Quand le coup d’État survient, le coiffeur, le portraitiste et le chef de cuisine sont bien attrapés. Jusque-là, la vie était facile. Dommage pour eux, le Commandant, nouveau maître des lieux, les retient prisonniers.
En attendant de savoir à quelle sauce ils vont être mangés, les trois travaillent du ciboulot. Ils évoquent les années passées auprès du tyran. « Son » portraitiste était convoqué tous les deux mois pour peindre un visage qu’il avait appris à connaître par cœur. « Son » coiffeur préparait avec soin son rendez vous quotidien avec le Président « très méticuleux à propos de ses cheveux, ainsi qu’à propos des poils de son nez et de ses oreilles ». « Son » chef de cuisine savait combien le Président aimait le plateau de fruits de mer de son brunch dominical, et laissait consciencieusement se détendre les ormeaux vivants avant de leur assener le coup fatal sur le sol de la cuisine. A des postes aussi proches du pouvoir, le moindre geste - cuisiner, coiffer, raser, … - peut se transformer en acte politique. Que nenni ! Chacun vaquait tranquillement à ses occupations au service du Président… sans vraiment réfléchir à la nature du régime en place.
Mais peu à peu, le Commandant prend ses marques. Les meubles de celui qu’il a destitué sont assez confortables. Alors pourquoi ne pas continuer avec une équipe qui gagne ? Le coiffeur, le portraitiste et le chef de cuisine reprennent leurs postes et gagnent sa confiance. L’un d’eux ira-t-il au bout de ses désirs de pouvoir ?

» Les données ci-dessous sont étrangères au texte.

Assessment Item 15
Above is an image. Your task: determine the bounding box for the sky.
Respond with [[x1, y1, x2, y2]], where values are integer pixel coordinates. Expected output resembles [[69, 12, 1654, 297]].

Le coiffeur, le portraitiste et le chef de cuisine sont tour à tour narrateurs d’une œuvre qui ne ressemble pas tout à fait à une fiction tant le despotisme est universel. La fiancée du frère du coiffeur, l’épouse du portraitiste, la fille du chef de cuisine racontent aussi. Et quand les femmes s’en mêlent, on comprend mieux le sens du mot « trahison »… Une fable à plein de voix que Ceridwen Dovey a bien fait d’écrire dans un style neutre. Il dresse un portrait universel du despotisme. Il renforce l’horreur et la bassesse des trahisons.